REPUBLIKA.CO.ID, YANGON -- Pemimpin oposisi Myanmar Aung San Suu Kyi mengaku kekuasaannya akan di atas presiden jika partainya menang pemilu Myanmar yang akan diadakan pada Ahad (8/11) besok.
Partai Suu Kyi yaitu Liga Nasional untuk Demokrasi (NLD) adalah pelopor dalam pemilihan umum pertama Myanmar sejak pemerintahan semi-sipil mengambil alih kekuasaan pada tahun 2011 setelah selama negara ini hampir 50 tahun dikendalikan kediktatoran militer.
"Jika kami menang dan NLD membentuk pemerintahan, saya akan berada di atas presiden. Ini adalah pesan yang sangat sederhana," kata Suu Kyi kepada wartawan di rumahnya di Yangon, Kamis (5/11).
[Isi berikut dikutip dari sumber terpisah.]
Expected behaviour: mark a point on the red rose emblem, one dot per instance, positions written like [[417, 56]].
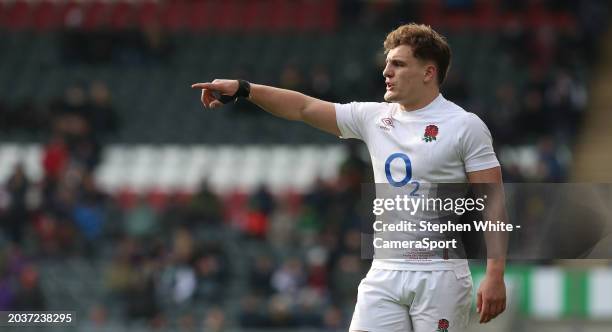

Padahal, berdasarkan konstitusi yang disusun pada 2008, Suu Kyi dilarang menjadi presiden. Ketika ditanya apakah hal ini melanggar konstitusi, Suu Kyi menjawab bahwa konstitusi tidak mengatakan apapun tentang seseorang berada di atas presiden.
Konstusi Myanmar mengatakan, seperempat dari total kursi parlemen untuk militer dan calon presiden dengan pasangan asing atau anak-anaknya. Sementara Suu Kyi memiliki dua putra dengan latar pendidikan Inggris. ‘’NLD sudah memilih seseorang yang siap untuk menjadi presiden,’’ ujarnya.
Tapi sayangnya dia tidak mengatakan siapa orang itu. Menurut spekulasi media Myanmar, kemungkinan yang menjadi calon orang nomor satu Myanmar termasuk pembicara dari majelis rendah, senior partai NLD yang menjadi patron, bahkan dokter pribadi Suu Kyi.
Suu Kyi mengatakan laporan penipuan, intimidasi, dan penyimpangan telah merusak suasana menjelang pemungutan suara. Padahal, kata dia, masyarakat berharap pemilu kali ini adalah pemungutan suara kredibel pertama Myanmar sejak tahun 1990.
NLD sebenarnya menang besar namun militer menganulir hasilnya dan terus menahan Suu Kyi atau tahanan rumah selama 20 tahun. Pemantau pemilu internasional mengatakan, pihaknya masih negosiasi akses untuk mengamati pemungutan suara di instalasi militer.